Erdoğan/AKP bu politikası 2008’den itibaren değişmiş ve Kıbrıs’ta sağ, muhafazakâr liderleri (önce Derviş Eroğlu, sonra Ersin Tatar) desteklemiştir.
2004’de Kıbrıs’ta kendisinden önce izlenen devletçi politikalara mesafe alan Erdoğan/AKP, 2008 ve sonrasında devletle aynı çizgiye gelmiştir.
KIBRIS'IN ŞANSIZLIĞI BELKİ DE TÜRKİYE
Diğer yandan Kuzey Kıbrıs’ın kuruluş kararından itibaren şanssız bir ülke olduğunu da kabul etmek gerekiyor. AB'nin Rum kesimini koruyan politikaları olmak üzere dünyada uğradığı izolasyonlar ülkeyi her açıdan verimsizliğe mahkum etmiştir. Bunu Kıbrıs'ın güneyi ile kuzeyini karşılaştırdığınızda görüyorsunuz.
Türkiye’nın Kıbrıs'a yaptığı yardımlar ne yazık ki ülkenin gelişmesi için kullanılamamıştır.
Sonuçta Kıbrıs’ın en büyük şansızlığı Türkiye'deki devletçi bakıştır.
Türkiye Kıbrıs'la hiç bir zaman 'eşit ülke' ilişkisi kurmadı. İktidarlardan bağımsız olarak Kıbrıs'a bakışı daima bir hegemonya ilişkisi üzerinden oldu. Ve bunun en büyük ideolojik aracı da Kıbrıs’ta bulunan Büyükelçiliği olmuştur.
AKP'NİN KIBRIS HAYALİ
Bununla birlikte Kıbrıs’ta diğer büyük şanssızlık ise, AKP’nin devletçi pozisyona savrulmasından sonra adaya yaklaşımı oldu. AKP'nin yeni politikası Kıbrıs'ı toplumsal mühendislik yoluyla dönüştürme hedefi oldu.
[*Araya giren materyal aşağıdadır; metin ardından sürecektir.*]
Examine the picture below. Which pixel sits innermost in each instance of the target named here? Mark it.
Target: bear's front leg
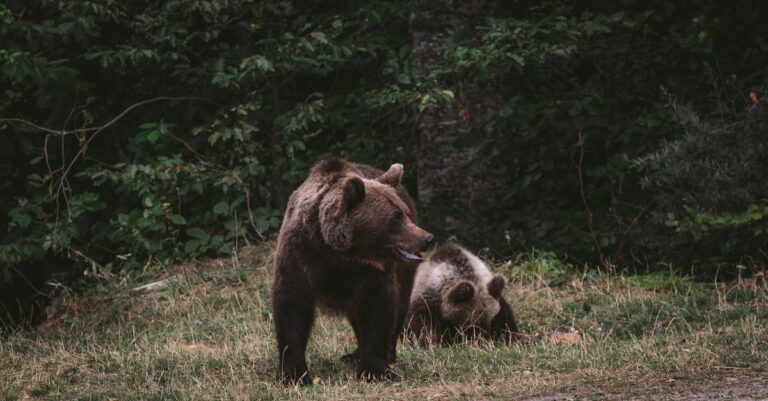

Bu politika, Türkiye'de 2011 sonrasında uygulananın yumuşak versiyonu idi. Özellikle Kıbrıs'ta var olan Türkler ve ithal Türk inşaat firmaları üzerinden dini eğitim kurumların (ilahiyat koleji, imam hatip liseleri gibi) desteklenmesi ve sayılarının arttırılması bu projenin parçası oldu.
Bu hakkı kendinde yaptığı ekonomik yardımla gördü ya da başka nedenle. Ama bu yanlıştı. Kıbrıs'a ekonomik yardım, Kıbrıs'ı bağımsız ülke olmaktan çıkarmamıştır. Yaptığımız yardım Kıbrıs'ın politikalarını bizim belirleyeceğimiz anlamına gelmemeliydi. Ama olan bu oldu.
Sonuçta bir kez daha AKP'nin Kıbrıs üzerindeki asimilasyoncu politikası dün gün yapılan seçimle bir kez daha iflas etti.
Bize düşen Kıbrıs’ın Kıbrıslıların olduğunu -zor gelse de- kabul etmektir.